Non me ne vorranno gli esperti se quest’analisi mi convince solo in parte. Ad esempio, non concordo sull’ineluttabilità del parametro “numero di allievi per classe” come elemento immediato di successo o insuccesso scolastico. Per restare all’italiano nella scuola media, sono d’accordo che un laboratorio di scrittura deve poter funzionare con gruppi medio-piccoli allo scopo di ottimizzare l’intervento mediatore dell’insegnante, mentre è almeno dubbio che un elevato numero di allievi possa peggiorare l’insegnamento della lettura, dell’ascolto o dell’oralità (e senza dimenticare che vi sono pur sempre forme di funzionamento pedagogico che superano l’insegnamento cattedratico, tanto vituperato ma tutt’ora in testa all’hit parade del modo di agire di molti docenti).
È vero che in un contesto di regole del gioco basato essenzialmente sulle note, quella di italiano dovrà per forza di cose assumere un peso maggiore rispetto alla sua quotazione odierna.

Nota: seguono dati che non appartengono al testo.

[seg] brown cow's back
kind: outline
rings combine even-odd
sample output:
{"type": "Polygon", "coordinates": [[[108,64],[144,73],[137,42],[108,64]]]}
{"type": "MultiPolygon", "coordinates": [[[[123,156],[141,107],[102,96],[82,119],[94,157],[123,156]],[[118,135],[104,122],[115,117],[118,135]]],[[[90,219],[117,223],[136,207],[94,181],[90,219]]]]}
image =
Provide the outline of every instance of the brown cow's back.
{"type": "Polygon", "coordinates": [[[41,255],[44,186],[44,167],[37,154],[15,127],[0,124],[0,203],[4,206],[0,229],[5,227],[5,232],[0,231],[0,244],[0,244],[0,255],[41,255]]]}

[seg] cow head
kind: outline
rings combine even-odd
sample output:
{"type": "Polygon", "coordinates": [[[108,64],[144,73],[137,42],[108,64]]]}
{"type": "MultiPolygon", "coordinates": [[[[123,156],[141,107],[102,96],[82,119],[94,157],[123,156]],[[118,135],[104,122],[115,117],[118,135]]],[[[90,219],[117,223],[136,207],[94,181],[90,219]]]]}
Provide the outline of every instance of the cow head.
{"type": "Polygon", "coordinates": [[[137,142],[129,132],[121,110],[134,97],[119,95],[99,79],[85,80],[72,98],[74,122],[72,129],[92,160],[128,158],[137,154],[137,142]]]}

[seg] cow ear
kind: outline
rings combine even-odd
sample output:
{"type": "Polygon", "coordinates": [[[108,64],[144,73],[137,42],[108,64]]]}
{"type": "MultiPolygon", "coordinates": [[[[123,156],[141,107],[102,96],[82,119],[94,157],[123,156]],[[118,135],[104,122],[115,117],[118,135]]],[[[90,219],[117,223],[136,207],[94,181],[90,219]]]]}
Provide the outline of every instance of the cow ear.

Per quanto mi concerne, arriverei addirittura a dire che una buona nota in italiano dev’essere la condizione irrinunciabile per entrare nella scuola media superiore (come ragionamento è l’esatto contrario di quant’era successo nei primi anni ’70 alla scuola magistrale, dove per regolamento si poteva diventare maestri anche col 3 in italiano). Ma il paradigma può reggersi in piedi solo alla condizione che l’importanza dell’italiano come lingua di cultura sussista anche dopo la scuola media, con una tensione che impregni tutto il settore post-obbligatorio (il che potrebbe anche produrre interessanti ricadute sulla scuola elementare).
Per terminare, però, non si può sorvolare con malagrazia su ‘cosa’ succede durante le ore di italiano e con quale grado di intensità. È sempre difficile generalizzare, ma l’impressione è che il poco che sarebbe possibile fare lo si faccia male e senza troppo impegno: quali letture sono proposte ai nostri allievi? Quali autori incontrano durante i quattro anni della scuola media? Leggono ancora qualche romanzo e qualche poesia oppure si fa capo ai soliti articoli di giornale e ai testi delle canzonette? Quante volte all’anno devono cimentarsi con quel meraviglioso esercizio che è la scrittura? E cosa devono scrivere? E dove: a scuola o a casa? E l’ascolto? Come si insegna a parlare, se lo si insegna? Oppure – come sempre – parla solo chi ne è già capace?
In fondo non si tratta solo di “migliorare l’immagine dell’italiano” – come scrivono i quattro esperti – bensì di insegnarlo sul serio e di riportarlo al centro delle preoccupazioni di noi tutti, al di là di “tante inutili dichiarazioni di pura facciata o di tante vaghe conclamazioni sulla difesa dell’«italianità» ticinese”.